We had all gone to bed, until Ian had woken up from the rocking of the boat. At first he hadn’t thought much of it, thinking it was a second boat coming into the caleta or a passing ship stirring the water. He then had heard voices shouting and a horn beeping somewhere in the dark outside when he realized something was not right. He had gone out in the cockpit, half asleep and it had taken him a while to realize what was happening because of the complete darkness.
Apparently, our anchor hadn’t been able to hold us and we had drifted into the open channel when a passing ship had spotted us and stopped, trying to get us out of its way. This is what all the shouting and beeping was about. I am surprised they had even seen us as we didn’t have a single light on. According to marine law or a common courtesy (call it whatever you want) a vessel coming in contact with a floating yacht has the responsibility for it, meaning the ship that saw us couldn’t just go around and leave us floating there. In case the yacht is floating and there is no one on board the person who finds it has a claim on its ownership.
Anyhow, they had woken Ian up, he had understood what was going on, and had woken up Mario to help him. Mario had spoken to the guys on the radio and this is how their conversation had gone.
– You cannot be parked here – the captain of the big ship had said. This is Canal Darwin, it is for big ships – he had added.

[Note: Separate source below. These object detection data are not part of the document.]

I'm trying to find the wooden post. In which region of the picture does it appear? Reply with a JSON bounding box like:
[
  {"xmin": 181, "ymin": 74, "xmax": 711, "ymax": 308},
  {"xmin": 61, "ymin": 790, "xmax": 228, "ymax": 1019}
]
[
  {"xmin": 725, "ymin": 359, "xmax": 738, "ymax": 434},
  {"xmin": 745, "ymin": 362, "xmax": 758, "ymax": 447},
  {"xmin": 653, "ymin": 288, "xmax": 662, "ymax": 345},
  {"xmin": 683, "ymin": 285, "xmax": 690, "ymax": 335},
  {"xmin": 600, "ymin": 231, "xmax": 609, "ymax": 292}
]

– Huh?! I don’t understand. Why can’t be parked here? – Mario had told him still half asleep in the darkness, thinking they had wanted to pull up besides us.
He then had run out on deck and seeing the big ship right next to us, with all its light pointed on us he had finally realized where we were and had run back into the cabin to thank the guys for letting us know. It is a miracle they had spotted us in the complete darkness. We then had started the motor and driven back into the caleta, this time making sure the anchor holds.
In the morning when we all got up, Ian was very appreciative of Mario’s assistance during the night, letting him know that his help had been invaluable. Well done!
What an embarrassing but funny accident. All is well when it ends well.